Opinion: New York City needs help to convert unused offices to housing

State law limits residential buildings' floor area ratio, complicating office conversions.

New York City Council Members Justin Brannan, Rafael Salamanca Jr. and Kevin Riley

New York City Council Members Justin Brannan, Rafael Salamanca Jr. and Kevin Riley New York City Council

Not a week goes by without a discussion about New York City’s worsening housing crisis. Experts have stressed that we must produce hundreds of thousands of new apartments by 2030. Here in the New York City Council, we hear from constituents on a daily basis about the struggle to find housing or remain in the neighborhoods they call home.

We’re proud of the work that the Council has done, under Speaker Adrienne Adams’ leadership, in response to this crisis to advance new affordable housing developments in our districts. Last year alone, the Council approved over 40 land use projects that will create more than 12,000 housing units, with more than 60 percent being affordable.

Yet, we also need help from our state partners to better confront this crisis.

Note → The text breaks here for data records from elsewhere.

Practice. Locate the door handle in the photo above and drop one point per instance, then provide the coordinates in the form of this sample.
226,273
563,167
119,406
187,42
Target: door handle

Action from Albany and zoning changes at the city level are needed to unlock the production of more affordable housing that is desperately needed by New Yorkers. One key area for city and state elected officials to collaboratively advance is the conversion of New York City’s unused office space into residential housing. This strategy alone won’t be a silver bullet, but utilizing conversions to increase housing supply in Midtown Manhattan and other commercial areas can be one component of a comprehensive strategy to create new homes for New Yorkers.

Developing new housing units in central business districts can help relieve some of the pressure on districts like ours in Brooklyn and the Bronx, where longtime residents are struggling to stay in their neighborhoods. Additionally, there are opportunities for office-to-residential conversions in boroughs outside of Manhattan, which could bring new affordable housing directly to communities that have been impacted by gentrification over the past several decades. 

Fortunately, we now have a roadmap for making this all happen.

The Department of City Planning’s Office Adaptive Reuse Task Force, convened by Mayor Eric Adams following the passage of Council legislation, recently released a report with recommendations for enabling more office conversions. 

The Task Force recommended reforming state law and the city’s zoning to allow office buildings constructed before 1991 to use the most flexible regulations for converting into residential use. According to the report, these changes could provide more than 120 million square feet of office space with an easier path to conversion, which could result in approximately 20,000 new apartments to house 40,000 New Yorkers.

The Task Force also emphasized that the current restriction on residential floor area ratio (FAR) under state law makes it impractical and difficult to convert many buildings that otherwise qualify. By eliminating the 12 FAR cap, the state can remove an outdated and arbitrary restriction and restore decision-making authority to the New York City public review process as to where increases in much-needed housing density are appropriate.

To spur the creation of more affordable housing as part of office conversions, it is critical for the state to provide a tax incentive program that all stakeholders can agree on. We need to be realistic and understand that offering an incentive is likely the difference between housing conversions that result in entirely market-rate units and creating permanent affordable apartments that meet the needs of all New Yorkers for generations.

There is more work ahead of us, but stakeholders are largely on the same page regarding this issue.

Many of us in the Council were excited when Governor Hochul included a pathway to enable office conversions and lift the 12 FAR cap in her executive budget. Her focus, along with the Task Force recommendations, have provided a real launching pad for city and state collaboration on housing moving forward. 

The question now is whether we can work together to turn this policy roadmap from a vision into reality. Can we stand up for much-needed affordable housing, and all the good-paying jobs and new community investment that comes with it, by taking action to turn vacant office space into homes for our fellow New Yorkers?

We believe we can, and we look forward to working with our Council colleagues and counterparts in state government to get it done.

Justin Brannan is a New York City Council member representing District 43 in southern Brooklyn and the chair of the Council’s Finance Committee. Rafael Salamanca Jr. is a Council member representing District 17 in the South Bronx and the chair of the Land Use Committee. Kevin Riley is a Council member representing District 12 in the North Bronx and the chair of the Subcommittee on Zoning and Franchises.